[pct-l] Backpack Packing strategies...

[Glen Hoshizaki]

I'm comfortable with the use of oxygen consumption as an indicator of energy
use by humans (and other living things). However, the investigators did not
define "energy cost" as simply oxygen consumption rate, but instead as
something more complex. Thus, "energy cost" using their definition was
indeed lower in their control (i.e., unloaded) condition. However, my guess
is that oxygen consumption (and therefore energy consumption, as opposed to
"energy cost") was actually higher with load (whether upper or lower back)
than unloaded. (I don't see how it could be otherwise.) However, the study
in question (Abe, et al) doesn't include that data.

Perhaps Abe et al's definition of "energy cost" is standard. I wouldn't
know. (I'm an anesthesiologist.)

Thanks for the information on the dynamic walking model. Another piece of
the puzzle to wrap my brain around.

Glen

-----Original Message-----
From: Yoshihiro Murakami [mailto:completewalker at gmail.com] 
Sent: Saturday, May 14, 2011 12:05 AM

Dear Glen

The oxygen consumption is widely used as an energy cost among
Ergonomics professionals, because it is valid and reliable index.

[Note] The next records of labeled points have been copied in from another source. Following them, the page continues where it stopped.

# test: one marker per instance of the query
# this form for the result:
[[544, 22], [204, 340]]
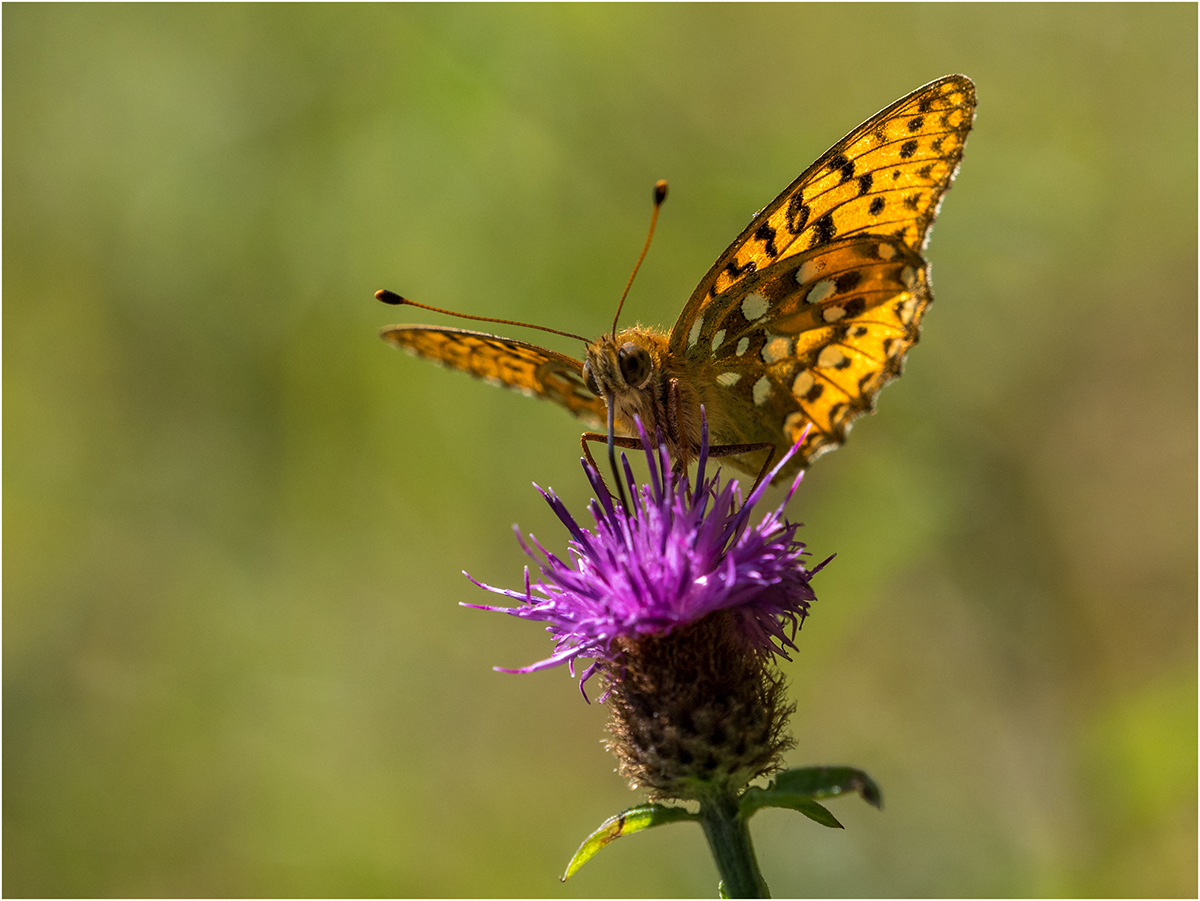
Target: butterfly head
[[627, 371]]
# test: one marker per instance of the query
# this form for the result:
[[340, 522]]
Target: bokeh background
[[235, 520]]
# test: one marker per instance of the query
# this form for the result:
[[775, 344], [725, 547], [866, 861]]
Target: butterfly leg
[[618, 440]]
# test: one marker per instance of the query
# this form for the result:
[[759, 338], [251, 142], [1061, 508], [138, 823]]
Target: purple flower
[[677, 557]]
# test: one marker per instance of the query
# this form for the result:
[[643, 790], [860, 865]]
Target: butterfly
[[796, 326]]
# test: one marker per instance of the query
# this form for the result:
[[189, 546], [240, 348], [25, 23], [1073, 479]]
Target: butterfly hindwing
[[532, 370], [811, 340]]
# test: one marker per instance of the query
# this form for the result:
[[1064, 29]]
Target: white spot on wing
[[793, 425], [821, 290], [761, 391], [755, 306], [829, 358]]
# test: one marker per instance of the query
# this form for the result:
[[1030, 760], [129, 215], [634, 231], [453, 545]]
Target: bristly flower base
[[691, 713]]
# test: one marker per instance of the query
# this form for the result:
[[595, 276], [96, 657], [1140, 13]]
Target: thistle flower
[[683, 606]]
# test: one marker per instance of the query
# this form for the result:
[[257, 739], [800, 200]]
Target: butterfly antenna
[[388, 296], [660, 194]]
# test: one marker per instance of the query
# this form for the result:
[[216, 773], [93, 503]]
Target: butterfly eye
[[635, 365], [589, 379]]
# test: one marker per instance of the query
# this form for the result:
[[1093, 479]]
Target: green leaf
[[756, 798], [828, 782], [634, 820], [799, 788]]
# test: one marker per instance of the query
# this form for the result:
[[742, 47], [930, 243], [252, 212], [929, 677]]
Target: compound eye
[[589, 379], [635, 365]]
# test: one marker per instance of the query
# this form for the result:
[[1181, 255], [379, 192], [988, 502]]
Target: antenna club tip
[[388, 296]]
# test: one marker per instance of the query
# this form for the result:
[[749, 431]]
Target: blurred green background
[[233, 656]]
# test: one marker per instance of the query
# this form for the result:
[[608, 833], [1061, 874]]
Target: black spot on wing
[[767, 235], [797, 214], [735, 271], [823, 230]]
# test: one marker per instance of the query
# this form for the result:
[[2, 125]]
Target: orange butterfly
[[799, 323]]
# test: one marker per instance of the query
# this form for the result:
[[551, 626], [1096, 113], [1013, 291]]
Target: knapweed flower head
[[683, 606], [676, 557]]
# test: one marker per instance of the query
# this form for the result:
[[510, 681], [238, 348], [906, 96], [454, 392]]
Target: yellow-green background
[[234, 520]]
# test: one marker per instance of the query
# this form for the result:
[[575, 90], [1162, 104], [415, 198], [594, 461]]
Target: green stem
[[729, 839]]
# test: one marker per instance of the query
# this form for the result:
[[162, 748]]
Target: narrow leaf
[[756, 798], [828, 782], [634, 820]]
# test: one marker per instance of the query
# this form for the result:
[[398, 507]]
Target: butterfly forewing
[[886, 178], [532, 370]]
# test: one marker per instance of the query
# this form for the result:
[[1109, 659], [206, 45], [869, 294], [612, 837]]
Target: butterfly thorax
[[633, 372]]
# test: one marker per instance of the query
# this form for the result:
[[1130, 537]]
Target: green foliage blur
[[235, 520]]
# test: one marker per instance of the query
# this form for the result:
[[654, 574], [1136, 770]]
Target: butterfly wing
[[532, 370], [809, 341], [810, 311]]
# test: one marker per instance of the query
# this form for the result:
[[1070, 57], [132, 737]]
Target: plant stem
[[729, 839]]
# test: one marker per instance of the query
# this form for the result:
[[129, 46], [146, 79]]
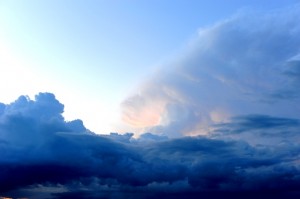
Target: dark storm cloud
[[260, 122], [43, 156], [247, 64]]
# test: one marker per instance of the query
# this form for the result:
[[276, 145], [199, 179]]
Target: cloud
[[247, 64], [236, 89], [44, 156]]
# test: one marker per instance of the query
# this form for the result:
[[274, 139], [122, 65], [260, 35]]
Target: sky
[[149, 99], [98, 52]]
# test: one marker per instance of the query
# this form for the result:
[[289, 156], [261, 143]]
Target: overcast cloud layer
[[43, 156], [236, 88]]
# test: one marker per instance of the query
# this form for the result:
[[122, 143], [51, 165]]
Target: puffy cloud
[[43, 156], [237, 87], [247, 64]]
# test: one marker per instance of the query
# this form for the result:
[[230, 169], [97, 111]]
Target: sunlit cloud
[[246, 64]]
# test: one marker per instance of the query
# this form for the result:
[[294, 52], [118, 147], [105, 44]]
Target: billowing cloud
[[247, 64], [236, 89], [44, 156]]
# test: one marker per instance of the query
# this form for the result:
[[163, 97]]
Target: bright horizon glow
[[91, 55]]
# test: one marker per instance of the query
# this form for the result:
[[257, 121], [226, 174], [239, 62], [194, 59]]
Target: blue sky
[[98, 52], [202, 99]]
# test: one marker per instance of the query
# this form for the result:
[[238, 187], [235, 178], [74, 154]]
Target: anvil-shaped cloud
[[248, 64], [238, 86]]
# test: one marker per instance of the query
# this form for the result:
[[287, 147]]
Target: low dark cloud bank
[[43, 156], [238, 87], [247, 64]]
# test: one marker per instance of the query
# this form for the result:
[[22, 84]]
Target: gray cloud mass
[[222, 121]]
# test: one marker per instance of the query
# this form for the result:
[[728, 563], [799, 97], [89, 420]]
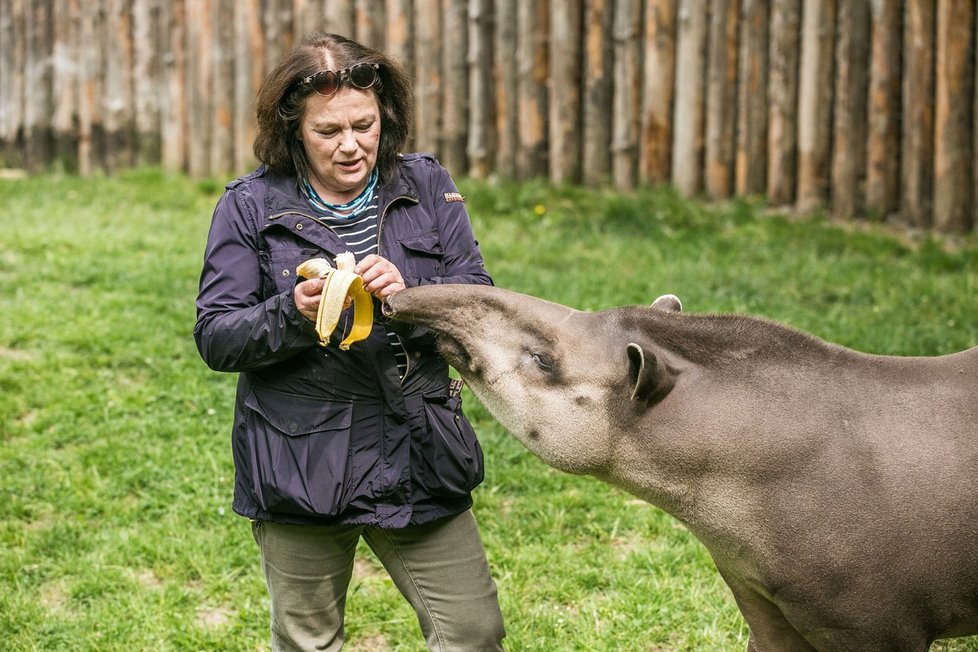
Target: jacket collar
[[284, 194]]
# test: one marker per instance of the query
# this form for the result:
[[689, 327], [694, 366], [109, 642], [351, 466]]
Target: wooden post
[[428, 77], [815, 102], [173, 109], [222, 87], [883, 146], [64, 81], [626, 103], [655, 155], [753, 101], [917, 139], [850, 131], [340, 18], [307, 16], [90, 88], [565, 91], [199, 95], [598, 53], [533, 71], [782, 141], [370, 23], [399, 37], [953, 178], [277, 21], [455, 91], [480, 146], [399, 43], [721, 98], [38, 106], [506, 87], [249, 70], [688, 118], [11, 81], [147, 82]]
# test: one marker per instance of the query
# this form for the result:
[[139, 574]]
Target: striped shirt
[[359, 231]]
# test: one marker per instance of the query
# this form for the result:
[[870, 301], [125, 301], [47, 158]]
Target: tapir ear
[[651, 378], [669, 302]]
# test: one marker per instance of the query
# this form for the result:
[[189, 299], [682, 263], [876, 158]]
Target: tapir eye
[[543, 361]]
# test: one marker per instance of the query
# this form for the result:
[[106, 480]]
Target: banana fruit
[[341, 283]]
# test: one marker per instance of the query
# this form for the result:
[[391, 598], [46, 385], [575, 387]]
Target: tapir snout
[[836, 491]]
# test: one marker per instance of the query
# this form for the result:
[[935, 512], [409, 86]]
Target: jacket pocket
[[278, 267], [451, 462], [424, 256], [300, 452]]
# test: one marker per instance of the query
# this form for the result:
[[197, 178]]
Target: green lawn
[[115, 470]]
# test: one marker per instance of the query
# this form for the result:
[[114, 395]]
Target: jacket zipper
[[380, 230]]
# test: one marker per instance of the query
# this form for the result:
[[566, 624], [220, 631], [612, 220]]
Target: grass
[[115, 469]]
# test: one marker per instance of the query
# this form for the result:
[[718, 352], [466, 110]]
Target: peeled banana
[[340, 284]]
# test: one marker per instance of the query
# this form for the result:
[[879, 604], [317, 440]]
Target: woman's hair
[[281, 103]]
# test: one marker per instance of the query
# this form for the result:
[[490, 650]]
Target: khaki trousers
[[439, 567]]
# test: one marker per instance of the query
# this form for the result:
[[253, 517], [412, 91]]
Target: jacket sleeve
[[237, 329], [462, 257]]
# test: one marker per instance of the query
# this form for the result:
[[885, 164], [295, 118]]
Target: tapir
[[836, 491]]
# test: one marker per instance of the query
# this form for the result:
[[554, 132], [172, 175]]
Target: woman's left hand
[[380, 277]]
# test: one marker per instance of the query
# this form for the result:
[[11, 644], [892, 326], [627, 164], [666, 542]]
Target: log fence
[[866, 108]]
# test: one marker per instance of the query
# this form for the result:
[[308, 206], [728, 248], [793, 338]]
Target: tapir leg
[[770, 631]]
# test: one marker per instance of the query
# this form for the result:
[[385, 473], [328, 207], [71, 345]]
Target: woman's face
[[340, 134]]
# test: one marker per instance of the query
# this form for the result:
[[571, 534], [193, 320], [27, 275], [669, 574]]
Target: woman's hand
[[380, 277]]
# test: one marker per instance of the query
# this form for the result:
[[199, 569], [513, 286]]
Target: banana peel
[[341, 284]]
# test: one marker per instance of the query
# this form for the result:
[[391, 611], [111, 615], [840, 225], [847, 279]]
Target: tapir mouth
[[402, 307]]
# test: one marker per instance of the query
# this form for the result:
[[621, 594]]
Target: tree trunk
[[38, 105], [222, 87], [721, 98], [340, 18], [455, 98], [427, 75], [173, 111], [370, 23], [199, 80], [852, 79], [248, 75], [506, 86], [598, 53], [399, 41], [783, 98], [953, 190], [882, 148], [688, 118], [480, 146], [534, 68], [655, 155], [753, 102], [917, 146], [815, 103], [626, 102], [65, 48], [565, 93]]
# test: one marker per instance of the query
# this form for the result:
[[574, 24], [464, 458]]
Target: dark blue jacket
[[327, 436]]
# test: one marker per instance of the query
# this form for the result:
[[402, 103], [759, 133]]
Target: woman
[[329, 445]]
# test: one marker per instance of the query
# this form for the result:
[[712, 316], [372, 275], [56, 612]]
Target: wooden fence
[[865, 107]]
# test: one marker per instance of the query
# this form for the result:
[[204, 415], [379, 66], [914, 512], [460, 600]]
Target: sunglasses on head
[[327, 82]]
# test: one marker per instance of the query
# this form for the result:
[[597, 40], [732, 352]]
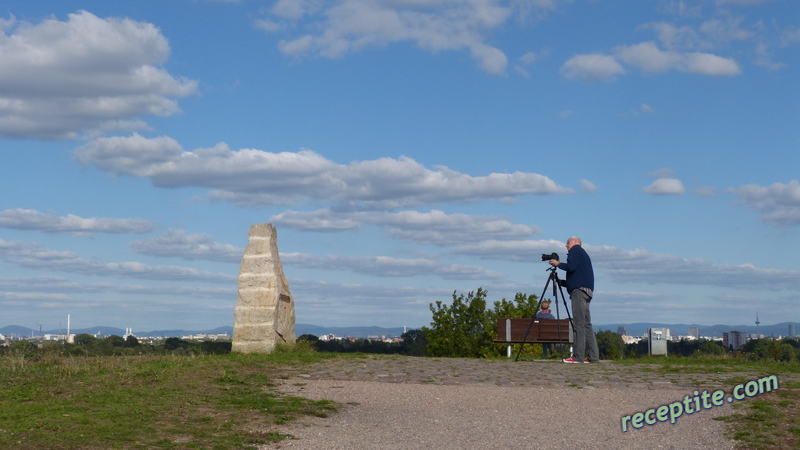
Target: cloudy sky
[[404, 149]]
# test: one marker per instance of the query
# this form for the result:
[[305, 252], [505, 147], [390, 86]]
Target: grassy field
[[227, 401], [219, 401]]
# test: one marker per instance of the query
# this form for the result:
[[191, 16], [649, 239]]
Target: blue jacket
[[579, 269]]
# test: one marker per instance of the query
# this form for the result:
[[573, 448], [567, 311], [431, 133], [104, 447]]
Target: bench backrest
[[542, 331]]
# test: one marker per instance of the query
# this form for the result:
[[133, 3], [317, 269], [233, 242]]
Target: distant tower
[[758, 333]]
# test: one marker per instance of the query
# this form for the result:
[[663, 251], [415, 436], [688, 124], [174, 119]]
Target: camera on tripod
[[546, 257]]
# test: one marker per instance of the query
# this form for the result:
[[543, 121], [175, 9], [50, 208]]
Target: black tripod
[[552, 278]]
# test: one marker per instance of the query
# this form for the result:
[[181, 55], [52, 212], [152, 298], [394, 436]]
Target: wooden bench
[[542, 331]]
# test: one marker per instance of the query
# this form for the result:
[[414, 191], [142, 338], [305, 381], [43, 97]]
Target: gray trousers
[[585, 341]]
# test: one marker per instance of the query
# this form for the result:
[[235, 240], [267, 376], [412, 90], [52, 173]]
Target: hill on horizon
[[632, 329]]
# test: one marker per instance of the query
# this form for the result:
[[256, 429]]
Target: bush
[[465, 328]]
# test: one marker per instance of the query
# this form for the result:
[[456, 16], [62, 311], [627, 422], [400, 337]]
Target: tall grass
[[220, 401]]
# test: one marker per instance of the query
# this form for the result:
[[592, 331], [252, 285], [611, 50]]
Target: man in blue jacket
[[580, 285]]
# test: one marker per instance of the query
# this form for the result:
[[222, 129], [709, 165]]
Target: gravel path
[[421, 403]]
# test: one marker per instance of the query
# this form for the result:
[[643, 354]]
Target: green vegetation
[[52, 399], [465, 328]]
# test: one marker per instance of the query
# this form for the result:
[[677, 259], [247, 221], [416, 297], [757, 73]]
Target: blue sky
[[404, 149]]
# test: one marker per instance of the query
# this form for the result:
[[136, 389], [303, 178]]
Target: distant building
[[734, 340]]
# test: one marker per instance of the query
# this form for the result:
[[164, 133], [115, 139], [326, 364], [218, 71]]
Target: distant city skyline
[[403, 150]]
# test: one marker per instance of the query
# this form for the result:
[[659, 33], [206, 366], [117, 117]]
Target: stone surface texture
[[264, 316]]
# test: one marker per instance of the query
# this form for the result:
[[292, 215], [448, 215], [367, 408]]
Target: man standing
[[580, 285]]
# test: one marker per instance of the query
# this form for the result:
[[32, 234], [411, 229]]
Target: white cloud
[[778, 203], [710, 65], [61, 79], [665, 186], [386, 266], [594, 67], [27, 219], [649, 58], [257, 178], [434, 227], [38, 257], [641, 266], [333, 29], [176, 243]]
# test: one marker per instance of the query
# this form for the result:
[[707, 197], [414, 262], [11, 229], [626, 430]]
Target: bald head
[[573, 241]]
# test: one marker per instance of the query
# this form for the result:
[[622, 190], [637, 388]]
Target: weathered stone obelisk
[[264, 314]]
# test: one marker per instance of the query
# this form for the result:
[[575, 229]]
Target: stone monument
[[264, 314]]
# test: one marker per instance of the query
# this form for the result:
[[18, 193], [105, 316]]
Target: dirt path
[[421, 403]]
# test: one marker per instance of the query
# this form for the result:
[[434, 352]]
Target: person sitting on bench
[[544, 313]]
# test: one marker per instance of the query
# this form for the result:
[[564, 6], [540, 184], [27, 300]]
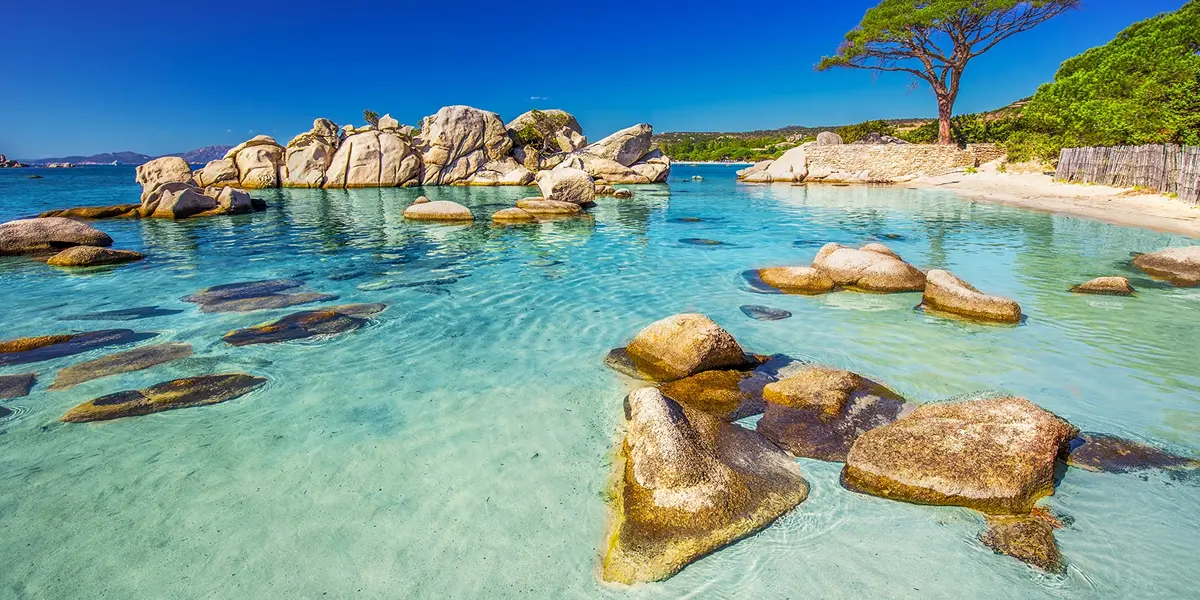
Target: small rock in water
[[120, 363], [322, 322], [765, 312], [34, 349], [192, 391], [15, 387]]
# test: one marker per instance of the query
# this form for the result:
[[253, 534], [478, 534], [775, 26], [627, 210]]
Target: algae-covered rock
[[820, 412], [949, 294], [191, 391], [994, 455], [322, 322], [689, 484], [121, 363]]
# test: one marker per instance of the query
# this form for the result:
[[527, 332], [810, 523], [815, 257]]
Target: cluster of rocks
[[688, 480], [459, 145]]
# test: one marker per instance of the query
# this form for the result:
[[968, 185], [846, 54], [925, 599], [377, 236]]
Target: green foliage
[[1143, 88]]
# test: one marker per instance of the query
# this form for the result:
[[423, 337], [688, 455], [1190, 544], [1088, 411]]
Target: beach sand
[[1037, 191]]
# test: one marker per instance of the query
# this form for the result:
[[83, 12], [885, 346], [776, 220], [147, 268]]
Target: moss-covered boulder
[[994, 455], [947, 294], [689, 484], [820, 412], [191, 391]]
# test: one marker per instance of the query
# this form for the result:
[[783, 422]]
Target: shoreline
[[1036, 191]]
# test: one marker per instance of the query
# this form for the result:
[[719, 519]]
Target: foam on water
[[460, 445]]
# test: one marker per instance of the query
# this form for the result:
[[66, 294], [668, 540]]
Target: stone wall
[[886, 162]]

This article clearly indicated that the energy cost significantly
decreased during walking with load than without load, and the load on
the upper back condition was more energy saving than lower back
condition.

The contradictory result, that the with load condition was energy
saving,  may be perplexed you. But, these result may be well
interpreted by the recent dynamic walking model ( inverted pendulum
analogy). That is, if the pendulum movement  might be facilitated by
the pack weight, energy expenditure will decrease.

I have uploaded the excerpt from a recent Ergonomic article at my
site. http://bit.ly/iSnVzl

The very classic book "Complete Walker IV"(2002) page.34  stated that

The maximum for backpacking as an enjoyment is perhaps one-third of
body weight. A well-conditioned body can handle more weight, if
necessary, and training routines can help. A reasonable load would be
one-fourth or one-fifth of body weight. Unbearable Lightness would
kick in down around one-eighth.

I think many people can walk up to 20 % body weight without an
increase of energy by using  inverted pendulum movement. The
description of Complete Walker is easy to understand by the recent
dynamic walking model.

2011/5/13 Glen Hoshizaki <hoshizaki at ca.rr.com>:
> On page 37 of the paper the investigators defined energy cost as oxygen
consumption rate per walking speed, all normalized over total mass (body
mass plus mass carried). So for any given walking speed (at least within a
certain range) even though oxygen consumption increased with increasing
load, it did so less than proportionately.
>
> Or am I completely confused?
>
> -----Original Message-----
> From: pct-l-bounces at backcountry.net [mailto:pct-l-bounces at backcountry.net]
On Behalf Of CHUCK CHELIN
> Sent: Thursday, May 05, 2011 8:31 PM
>
> Good evening, Yoshihiro,
>
> I have a question about your Interesting Point No. 1:  If more force is
> necessary to move a large mass compared to a small mass; and if energy is
in
> terms of force applied over a distance, how can it be as you say that
moving
> a large mass over a distance requires less energy than moving than a small
> mass over that same distance?
>
> Steel-Eye